What are common mistakes when calculating cylinder surface area?
Forgetting one of the end caps — calculating only πr² + 2πrh — undercounts by one disc. Using diameter instead of radius makes the result roughly 4× too large (since both terms involve r). Mixing units between radius and height (cm and m) gives nonsense without conversion. Confusing surface area with volume (V = πr²h) returns the wrong dimensional quantity entirely. For an open cylinder, forgetting to subtract the missing cap(s) over-counts material. Applying the formula to a cone, hemisphere, or other shape gives wrong answers — verify shape before applying the formula. For oblique cylinders, using vertical height instead of slant height understates the lateral surface.
When should I NOT use this cylinder surface area formula?

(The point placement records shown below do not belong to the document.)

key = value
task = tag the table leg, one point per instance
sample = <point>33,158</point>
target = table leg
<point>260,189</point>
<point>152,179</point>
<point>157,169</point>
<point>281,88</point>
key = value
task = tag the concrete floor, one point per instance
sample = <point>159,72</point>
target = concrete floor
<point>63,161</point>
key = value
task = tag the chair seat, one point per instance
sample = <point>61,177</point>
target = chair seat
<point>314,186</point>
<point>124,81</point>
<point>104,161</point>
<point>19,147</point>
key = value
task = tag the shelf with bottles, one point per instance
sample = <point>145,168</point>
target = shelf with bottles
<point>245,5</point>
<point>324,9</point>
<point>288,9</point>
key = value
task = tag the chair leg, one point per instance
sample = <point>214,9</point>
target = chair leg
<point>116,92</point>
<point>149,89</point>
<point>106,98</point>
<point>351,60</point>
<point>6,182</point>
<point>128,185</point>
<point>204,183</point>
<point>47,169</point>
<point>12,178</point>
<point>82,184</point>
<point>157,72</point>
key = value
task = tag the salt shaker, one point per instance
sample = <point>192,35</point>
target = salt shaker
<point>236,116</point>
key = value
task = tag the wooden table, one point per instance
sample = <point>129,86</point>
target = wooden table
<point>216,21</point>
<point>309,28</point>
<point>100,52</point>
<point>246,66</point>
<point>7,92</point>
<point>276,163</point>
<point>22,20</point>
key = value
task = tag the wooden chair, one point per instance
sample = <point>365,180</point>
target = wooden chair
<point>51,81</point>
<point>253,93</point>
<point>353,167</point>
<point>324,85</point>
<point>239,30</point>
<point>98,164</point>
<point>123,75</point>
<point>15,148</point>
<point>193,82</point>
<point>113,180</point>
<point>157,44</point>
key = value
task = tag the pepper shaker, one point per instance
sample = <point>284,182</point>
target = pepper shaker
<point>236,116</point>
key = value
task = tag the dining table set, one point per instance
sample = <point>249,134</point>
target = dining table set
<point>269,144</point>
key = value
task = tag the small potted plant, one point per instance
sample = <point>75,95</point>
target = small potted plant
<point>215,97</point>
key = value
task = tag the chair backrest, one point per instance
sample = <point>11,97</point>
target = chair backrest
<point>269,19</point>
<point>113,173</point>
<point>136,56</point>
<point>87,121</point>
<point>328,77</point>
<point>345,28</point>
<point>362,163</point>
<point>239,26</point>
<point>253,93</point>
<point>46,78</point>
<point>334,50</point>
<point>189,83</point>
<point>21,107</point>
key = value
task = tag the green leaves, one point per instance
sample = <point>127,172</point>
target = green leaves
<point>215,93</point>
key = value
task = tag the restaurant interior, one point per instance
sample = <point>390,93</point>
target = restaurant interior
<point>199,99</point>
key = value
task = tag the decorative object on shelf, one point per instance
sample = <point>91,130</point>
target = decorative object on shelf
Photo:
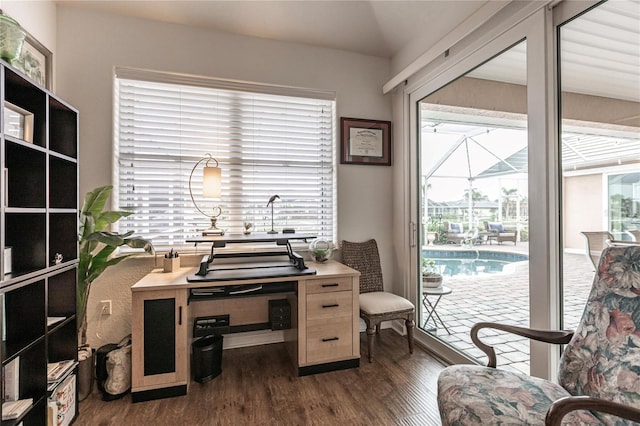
<point>365,141</point>
<point>18,122</point>
<point>96,248</point>
<point>8,260</point>
<point>247,227</point>
<point>11,38</point>
<point>271,200</point>
<point>431,277</point>
<point>321,250</point>
<point>171,261</point>
<point>35,61</point>
<point>211,188</point>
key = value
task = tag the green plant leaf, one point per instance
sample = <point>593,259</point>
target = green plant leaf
<point>97,247</point>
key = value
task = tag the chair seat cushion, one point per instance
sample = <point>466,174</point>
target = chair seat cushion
<point>381,302</point>
<point>476,395</point>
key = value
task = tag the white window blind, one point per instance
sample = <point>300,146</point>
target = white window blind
<point>265,144</point>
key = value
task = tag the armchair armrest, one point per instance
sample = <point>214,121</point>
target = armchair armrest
<point>549,336</point>
<point>563,406</point>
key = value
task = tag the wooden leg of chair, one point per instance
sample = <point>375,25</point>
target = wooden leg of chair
<point>371,335</point>
<point>410,324</point>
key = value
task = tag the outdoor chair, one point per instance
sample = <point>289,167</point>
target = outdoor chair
<point>376,305</point>
<point>455,232</point>
<point>497,232</point>
<point>598,381</point>
<point>596,242</point>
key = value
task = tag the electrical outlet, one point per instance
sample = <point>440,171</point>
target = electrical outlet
<point>105,307</point>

Open or partially open cylinders need modified formulas: subtract πr² for each missing end cap. Oblique cylinders (slanted axis) require slant height in the lateral term — vertical height alone underestimates. Elliptical cylinders (cross-section is an ellipse, not a circle) need a different lateral formula because the perimeter of an ellipse has no closed-form expression — only series approximations. Cones, frustums (truncated cones), and barrels use entirely different formulas. Hollow cylinders (pipes with significant wall thickness) need both inner and outer surface contributions. For cylinders with non-flat ends — e.g., a pill capsule with hemispherical ends — replace the disc caps with hemisphere surface areas (2πr² each, totaling 4πr² for both ends). Real-world containers with rims, lips, threads, or embossing have actual surface areas slightly larger than the geometric formula predicts.